Ang OPR = 1/2 Ang RPQ
Hence, Ang RPQ = 90°
Ang QOR = 90° ( Supplementary angles in a cyclic quadrilateral )
Also, Ang OQP = Ang ORP = 90° ( radii perpendicular to tangents)
Hence, we can say ORPQ is a square.
OPR is 1/2 QPR
The tangents are perpendicular to the radii.
Ans
Well, if OPR is 45°, we can say that OPR is a cute little angle. It's like the puppy of angles. But we're not here to talk about cute angles, we're here to prove that ORPQ is a square!
Since PQ and PR are tangents to the circle centered at O, we know that the angle formed between the tangent and the radius of a circle is always 90°. So, PQO and PRO are both right angles.
Now, let's take a look at the angles inside the quadrilateral ORPQ. We have two right angles, PQO and PRO. And since the sum of the interior angles of a quadrilateral is always 360°, the remaining two angles (OPR and ORP) must add up to 180°.
But wait a minute! We know that OPR is 45°, which means that ORP must also be 45°. That means we have two angles of 45° in our quadrilateral. And if we have two equal angles, that makes it a square!
So, there you have it! ORPQ is indeed a square (or a square-ish shape, if you will).
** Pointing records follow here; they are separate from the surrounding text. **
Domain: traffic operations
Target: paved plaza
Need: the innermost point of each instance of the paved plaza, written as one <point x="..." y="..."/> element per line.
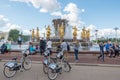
<point x="78" y="72"/>
<point x="87" y="68"/>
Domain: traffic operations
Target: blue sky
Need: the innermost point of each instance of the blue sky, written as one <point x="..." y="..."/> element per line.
<point x="28" y="14"/>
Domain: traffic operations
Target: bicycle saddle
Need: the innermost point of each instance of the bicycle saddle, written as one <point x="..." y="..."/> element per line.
<point x="15" y="58"/>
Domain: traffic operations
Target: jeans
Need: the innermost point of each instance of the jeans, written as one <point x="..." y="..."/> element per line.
<point x="101" y="55"/>
<point x="76" y="54"/>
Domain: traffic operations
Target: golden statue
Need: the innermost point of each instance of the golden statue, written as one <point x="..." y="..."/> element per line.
<point x="61" y="31"/>
<point x="37" y="34"/>
<point x="48" y="32"/>
<point x="85" y="34"/>
<point x="75" y="31"/>
<point x="33" y="34"/>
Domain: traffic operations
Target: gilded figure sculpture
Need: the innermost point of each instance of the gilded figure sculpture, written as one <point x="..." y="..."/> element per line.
<point x="33" y="32"/>
<point x="61" y="31"/>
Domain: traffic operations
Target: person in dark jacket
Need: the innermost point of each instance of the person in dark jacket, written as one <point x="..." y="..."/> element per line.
<point x="42" y="45"/>
<point x="101" y="45"/>
<point x="3" y="48"/>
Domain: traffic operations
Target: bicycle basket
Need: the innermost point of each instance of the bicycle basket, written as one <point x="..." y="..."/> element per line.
<point x="10" y="64"/>
<point x="46" y="53"/>
<point x="52" y="66"/>
<point x="45" y="62"/>
<point x="60" y="55"/>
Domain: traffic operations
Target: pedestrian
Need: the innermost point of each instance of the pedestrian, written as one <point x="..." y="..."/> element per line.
<point x="68" y="46"/>
<point x="49" y="45"/>
<point x="32" y="49"/>
<point x="76" y="50"/>
<point x="3" y="48"/>
<point x="108" y="48"/>
<point x="64" y="49"/>
<point x="20" y="41"/>
<point x="101" y="45"/>
<point x="41" y="46"/>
It's amazing what a little bit of tangents and right angles can do, isn't it?
To prove that ORPQ is a square, we need to show that all four sides of the quadrilateral are equal in length.
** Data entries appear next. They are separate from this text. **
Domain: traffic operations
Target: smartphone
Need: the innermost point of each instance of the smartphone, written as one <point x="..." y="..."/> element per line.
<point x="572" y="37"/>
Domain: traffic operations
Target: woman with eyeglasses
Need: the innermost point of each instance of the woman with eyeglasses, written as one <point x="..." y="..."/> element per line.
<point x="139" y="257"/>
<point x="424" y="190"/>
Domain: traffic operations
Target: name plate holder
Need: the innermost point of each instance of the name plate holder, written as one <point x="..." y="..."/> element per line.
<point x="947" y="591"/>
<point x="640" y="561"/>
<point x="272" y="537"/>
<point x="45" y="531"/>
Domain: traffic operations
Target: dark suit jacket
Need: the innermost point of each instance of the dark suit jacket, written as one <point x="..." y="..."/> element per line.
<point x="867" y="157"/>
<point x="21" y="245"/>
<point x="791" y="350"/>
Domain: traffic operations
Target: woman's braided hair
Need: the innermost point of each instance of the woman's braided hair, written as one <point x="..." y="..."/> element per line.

Let's break down the problem step by step:
Step 1: Draw a diagram.
Draw a circle with center O. Then draw two tangents PQ and PR from a point P on the circle. Label the points of intersection as R and Q, as shown:
```
R
/ \
/ \
/ \
O-------P
Q
```
Step 2: Analyze the given information.
We are given that OPR = 45°. This means that angle OPR is a right angle. Since PQ and PR are tangents to the circle, they are perpendicular to the radius OP.
Step 3: Identify the important angles.
Since OP is a radius of the circle, angles OPQ and OQP are equal. Similarly, angles ORP and OPR are equal. Using the given information, we can determine that angle OPQ = OQP = 45°.
Step 4: Use angle relationships to prove equal sides.
Since angles OPQ and OQP are equal, and angles ORP and OPR are equal, we can conclude that triangle OPQ and triangle OPR are both isosceles right triangles.
In an isosceles right triangle, the legs (sides adjacent to the right angle) are equal in length. Therefore, OP = OQ and OR = OP.
Step 5: Prove that all four sides of ORPQ are equal.
From step 4, we know that OP = OQ and OR = OP. Therefore, all four sides of the quadrilateral ORPQ are equal in length.
Step 6: Conclude that ORPQ is a square.
A square is a quadrilateral with equal sides and right angles. Since ORPQ has equal sides (OP = OQ = OR = PQ = QR = RP) and angle ORP is a right angle, we can conclude that ORPQ is a square.
Thus, we have proven that ORPQ is a square.